Which, technically, Kyouya isn't. Technically, he's nothing more than a devil, his still-breathing body nothing more than a shell concealing the soulless monster. A devil dying.

---

He makes his first mistake with Ren.

Ren's a break in the tiresome game of pretending to live and pretending to care. Kyouya meets him under Nema's explicit orders. He does a quick run through Nema's mind to find out what he can about Ren beforehand, but she's unconvincingly blank on the subject.

(she's holding out on me, trying to push me out)

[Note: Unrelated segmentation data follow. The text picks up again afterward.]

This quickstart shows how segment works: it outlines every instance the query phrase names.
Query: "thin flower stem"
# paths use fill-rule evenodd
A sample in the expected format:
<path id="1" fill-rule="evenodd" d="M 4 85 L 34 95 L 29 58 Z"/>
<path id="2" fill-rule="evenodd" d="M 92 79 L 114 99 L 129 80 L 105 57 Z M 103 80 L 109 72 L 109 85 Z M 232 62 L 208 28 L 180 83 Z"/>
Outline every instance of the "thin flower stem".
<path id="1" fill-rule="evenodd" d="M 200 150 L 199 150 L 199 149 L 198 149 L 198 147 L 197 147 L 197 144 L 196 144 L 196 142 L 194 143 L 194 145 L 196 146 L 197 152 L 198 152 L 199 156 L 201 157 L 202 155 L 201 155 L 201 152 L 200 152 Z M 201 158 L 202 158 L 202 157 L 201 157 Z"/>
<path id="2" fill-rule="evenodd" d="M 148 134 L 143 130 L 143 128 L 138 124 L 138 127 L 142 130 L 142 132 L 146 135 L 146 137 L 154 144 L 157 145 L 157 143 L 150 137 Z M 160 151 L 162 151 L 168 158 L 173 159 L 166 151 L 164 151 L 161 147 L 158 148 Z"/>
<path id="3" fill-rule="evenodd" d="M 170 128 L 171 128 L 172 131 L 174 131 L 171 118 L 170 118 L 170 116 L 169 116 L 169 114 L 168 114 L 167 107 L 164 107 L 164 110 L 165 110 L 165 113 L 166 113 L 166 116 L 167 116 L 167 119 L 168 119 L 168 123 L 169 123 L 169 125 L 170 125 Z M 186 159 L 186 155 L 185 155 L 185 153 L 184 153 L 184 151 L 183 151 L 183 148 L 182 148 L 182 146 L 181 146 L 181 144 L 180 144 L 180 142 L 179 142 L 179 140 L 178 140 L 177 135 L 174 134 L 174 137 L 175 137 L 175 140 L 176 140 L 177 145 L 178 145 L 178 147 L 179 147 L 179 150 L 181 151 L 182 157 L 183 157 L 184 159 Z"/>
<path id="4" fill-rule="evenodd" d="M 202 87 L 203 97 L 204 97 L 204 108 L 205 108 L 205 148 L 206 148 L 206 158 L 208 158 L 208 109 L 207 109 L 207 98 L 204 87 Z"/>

He pushes back slightly, and the information starts to trickle in, dim flashes of memories Nema's too distracted to guard more carefully. A blond seven-year-old kicking a football to a wavy-haired playmate, seen through a screen door as Nema talks to the woman who must be Ren's mother. Same scene, only now his playmate's crying and Ren's rushing to help her, only Nema doesn't, _can't_ care about the little girl or Ren and—

Kyouya stops himself once he realizes how useless it is. He doesn't have time to pry through the crevices of Nema's mind in the hopes of finding something actually relevant, not when he's supposed to be mugging passerby on the street, until Ren and Rai finally catch up with him and the rest of the heinous play can unfold.

By the time they finally show up, he's about to go home and forget about it until tomorrow. Explain to Nema, maybe, that it was just too much trouble for a school night, see how well that sort of excuse went over with the wife of the Master.

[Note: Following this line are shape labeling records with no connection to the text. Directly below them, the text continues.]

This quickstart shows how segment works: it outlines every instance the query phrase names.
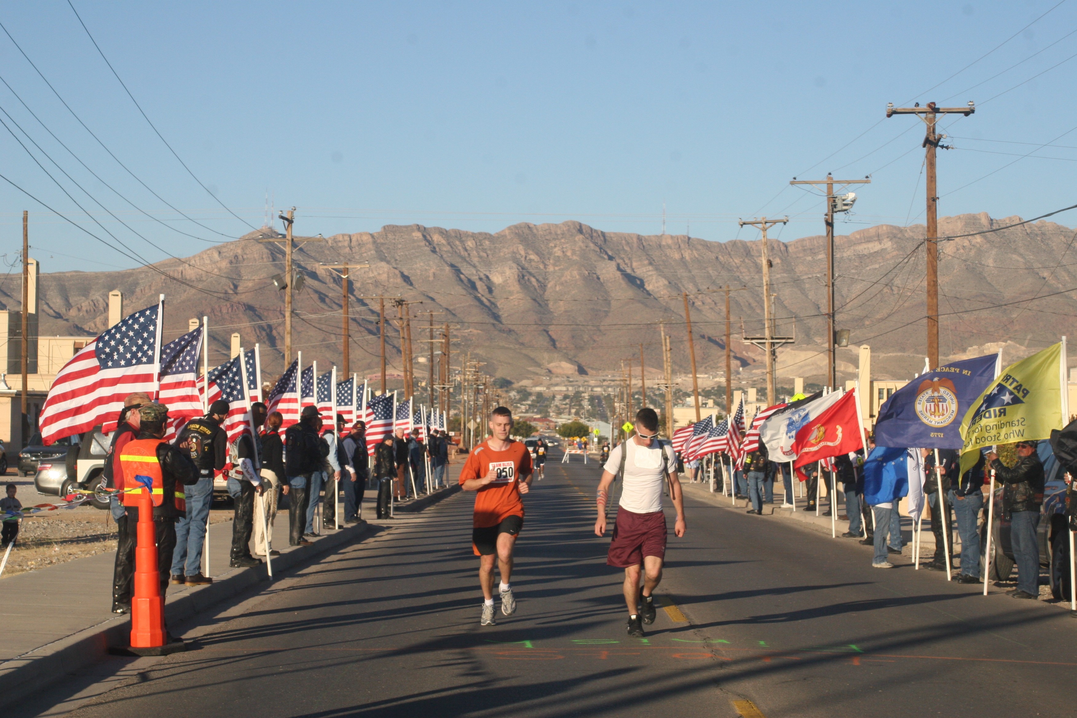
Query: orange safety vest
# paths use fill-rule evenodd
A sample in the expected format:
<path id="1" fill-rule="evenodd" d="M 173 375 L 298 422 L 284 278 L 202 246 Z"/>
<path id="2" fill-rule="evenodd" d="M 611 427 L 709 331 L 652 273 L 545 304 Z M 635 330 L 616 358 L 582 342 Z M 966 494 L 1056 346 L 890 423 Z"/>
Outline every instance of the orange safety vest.
<path id="1" fill-rule="evenodd" d="M 145 491 L 143 483 L 136 479 L 145 476 L 153 479 L 151 498 L 154 506 L 165 502 L 165 479 L 160 474 L 160 462 L 157 460 L 157 447 L 165 444 L 164 439 L 135 439 L 124 446 L 120 454 L 120 464 L 124 469 L 124 488 L 128 491 L 123 495 L 124 506 L 140 506 Z M 136 487 L 138 487 L 136 489 Z M 173 491 L 173 502 L 178 511 L 186 511 L 187 504 L 182 491 Z"/>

He's imagining his punishment for disobeying when he catches a glimpse of Ren out of the corner of his eye (same blond hair, pale eyes—amazingly recognizable after ten years) and freezes involuntarily.

Ren's homeless, but not obviously so, even though Kyouya makes sure to go through the charade of threatening him for his money as well. He's wearing a gray hooded sweatshirt and too-baggy jeans with a cell phone bulging from one pocket. His sneakers look like they might have been blue once but are turning the same dingy shade of gray as his sweatshirt. He looks ordinary.

Or he should.

It almost sickens Kyouya to think that to him, Ren looks like a subject for a Rembrandt painting, light-in-the-darkness, still-present glow, even though the splendor's worn from far too many nightmares. There's a fixed quality to his pale eyes, a tired determination that by all rights, Kyouya is meant and should want to destroy.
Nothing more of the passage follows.